Üben mit den Wiener Philharmonikern

Klassische Musik steht im Realgymnasium Neustiftgasse im Mittelpunkt. Nicht nur potenzielle Profis sind willkommen.

wien. Aus dem Festsaal des Gymnasiums in der Neustiftgasse klingt Streichmusik: das „Weihnachtsoratorium“ von Camille Saint-Saëns, harmonisch und ausdrucksstark. „Das sind unsere Schüler der Unterstufe“, sagt Direktor Christian Winkler und lächelt zufrieden. In der Schule steht die Musik im Mittelpunkt. Es werden zwar alle Fächer unterrichtet, wie auch sonst an einem Realgymnasium, allerdings in geringerem Stundenumfang. Die Nachmittage müssen schließlich frei sein – zum Üben.

Wer erwartet, dass hier Schüler mit Violine und Kontrabass durch die Gänge laufen, wird enttäuscht. Die Instrumente selbst werden nämlich nicht an der Schule unterrichtet. „Das wäre von der Zahl der Räume und der Lehrer, die wir dafür bräuchten, gar nicht möglich“, erklärt Winkler. In der Neustiftgasse werden nur theoretische Fächer – zusammengefasst unter dem Begriff „Musikkunde“ – und Orchester bzw. Chor unterrichtet.

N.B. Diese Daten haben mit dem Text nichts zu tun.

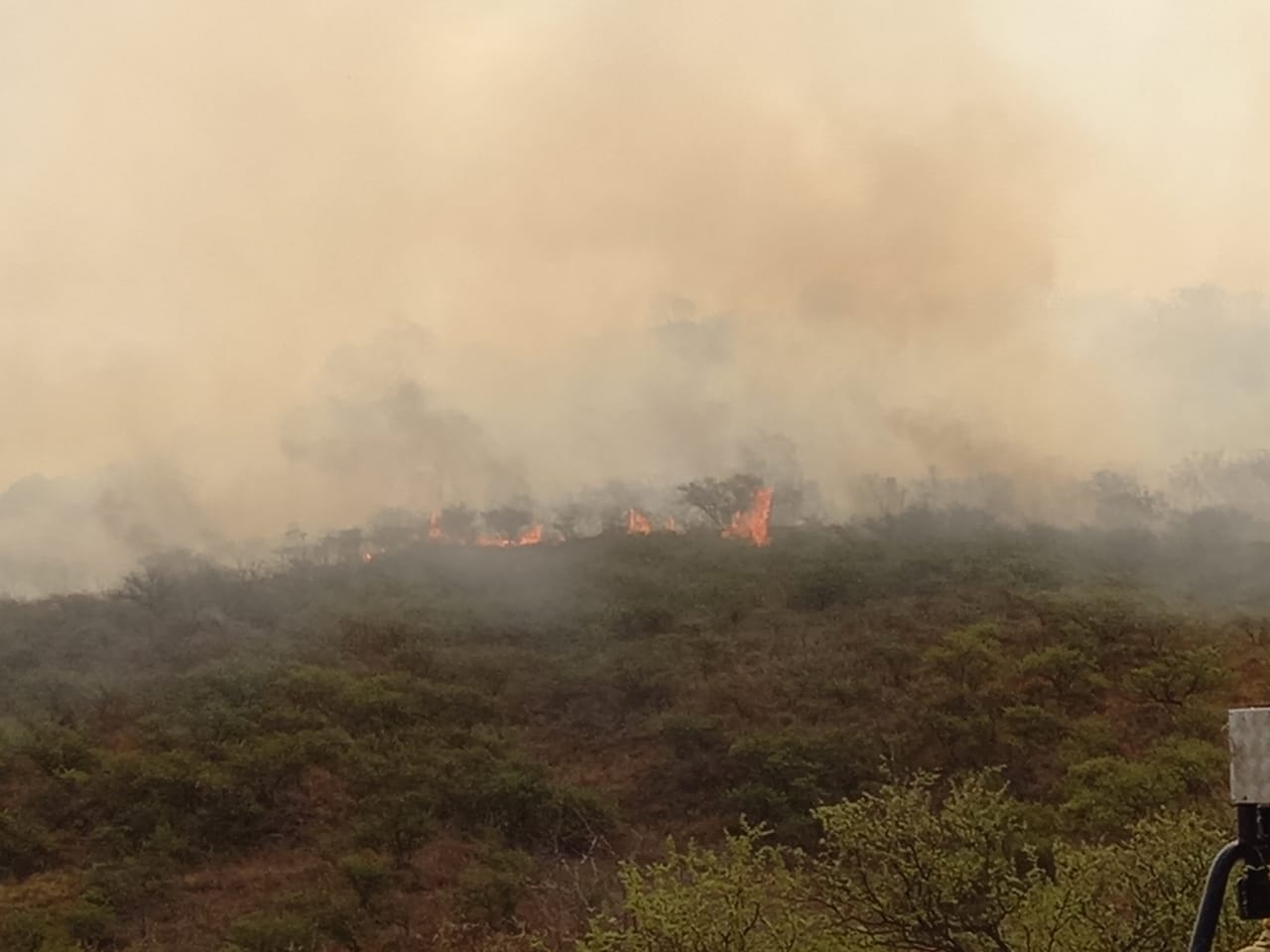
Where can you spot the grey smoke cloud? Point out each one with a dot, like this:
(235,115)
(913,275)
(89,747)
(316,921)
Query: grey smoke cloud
(324,257)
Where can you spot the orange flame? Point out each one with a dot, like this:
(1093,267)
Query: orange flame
(638,524)
(752,524)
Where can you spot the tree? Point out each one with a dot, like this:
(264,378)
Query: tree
(457,524)
(508,522)
(739,898)
(721,499)
(911,874)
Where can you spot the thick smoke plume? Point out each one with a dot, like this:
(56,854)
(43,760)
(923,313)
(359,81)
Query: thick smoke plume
(303,261)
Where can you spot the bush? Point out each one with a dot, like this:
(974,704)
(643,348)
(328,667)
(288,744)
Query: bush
(26,846)
(273,932)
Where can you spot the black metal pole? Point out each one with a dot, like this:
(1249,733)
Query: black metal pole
(1214,890)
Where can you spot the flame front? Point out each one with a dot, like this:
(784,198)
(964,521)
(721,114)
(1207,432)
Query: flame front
(751,525)
(638,524)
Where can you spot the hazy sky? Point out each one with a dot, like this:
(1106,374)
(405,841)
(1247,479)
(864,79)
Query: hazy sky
(209,211)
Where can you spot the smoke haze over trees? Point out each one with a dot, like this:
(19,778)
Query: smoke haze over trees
(313,263)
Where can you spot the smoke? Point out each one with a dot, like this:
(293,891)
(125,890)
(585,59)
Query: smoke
(320,258)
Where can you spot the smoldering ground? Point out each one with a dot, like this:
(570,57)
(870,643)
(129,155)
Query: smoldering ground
(317,259)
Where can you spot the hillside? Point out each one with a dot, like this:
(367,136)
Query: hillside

Die verpflichtende Instrumentalausbildung muss privat organisiert werden. „Dafür haben wir nicht so viele Hausaufgaben wie an anderen Schulen“, meint die 14-jährige Johanna Lang, die Unterricht in Querflöte und Geige nimmt. Sie und ihre Freundin Melisa Yafet (15), Klavier- und Geige-Spielerin, wollen später Profi-Musikerinnen werden.

Studium parallel zur Schule

Mit diesem Wunsch sind die beiden Mädchen in dieser Schule nicht allein, Vorbilder gibt es genug. „26 Mitglieder der Wiener Philharmoniker haben bei uns maturiert“, berichtet Winkler stolz. Die Philharmoniker suchen auch den Kontakt zu den Schülern, nehmen an Orchesterproben in der Neustiftgasse teil.

Das Niveau der Schüler, die auch aus den Bundesländern kommen, ist hoch. 100 der gut 500 Schüler der Neustiftgasse beherrschen ihr Instrument schon vor der Matura so gut, dass sie an der Musikuni oder am Konservatorium studieren, meist im Rahmen von Vorstudiengängen. Manche singen im Opern-Kinderchor, andere sind ständig auf Konzerten oder arbeiten bei Projekten mit.

Rücksicht vor Wettbewerben

Die Lehrer der nicht-musikalischen Fächer müssen dann ihre Ansprüche schon einmal herunterschrauben. „Wenn die Schüler in den Probewochen (vor der großen Konzertaufführung der Schule im Großen Musikvereins-Saal, Anm.)besonders belastet sind, nehmen wir Rücksicht. Auch wenn ein Schüler sich auf einen Wettbewerb vorbereitet, sprechen wir uns ab“, so Ingeborg Womastek, Professorin für Latein und Geschichte.

Der Druck kann dabei ziemlich groß werden, gerade bei besonders begabten Schülern oder jenen mit extrem ehrgeizigen Eltern. Eine besondere Herausforderung ist auch die Pubertät. Winkler: „Da kann es passieren, dass die Jugendlichen das Instrument einfach hinschmeißen.“ Das ist dann der Todesstoß für eine Profikarriere.

Die schlagen schlussendlich übrigens erstaunlich wenige Schüler ein. Nur ein Drittel der Neustiftgasse-Absolventen arbeitet in der Musikbranche: als Musiker, Dirigenten, Komponisten, Manager oder Musikkritiker. Winkler stört das allerdings herzlich wenig. Schließlich richte sich die Schule nicht nur an potenzielle Profimusiker. „Wir wollen ein Kulturpublikum mit großem Allgemeinwissen erziehen.“

INFOBOX

www.mgw.atDas Musikgymnasium Wien wurde 1964 als Oberstufenrealgymnasium mit Musikschwerpunkt am Standort Wasagasse (9. Bezirk) gegründet.

1975 Umzug in die Neustiftgasse. 1994 um Unterstufe erweitert.

Die Aufnahme setzt das Bestehen eines Eignungstests voraus.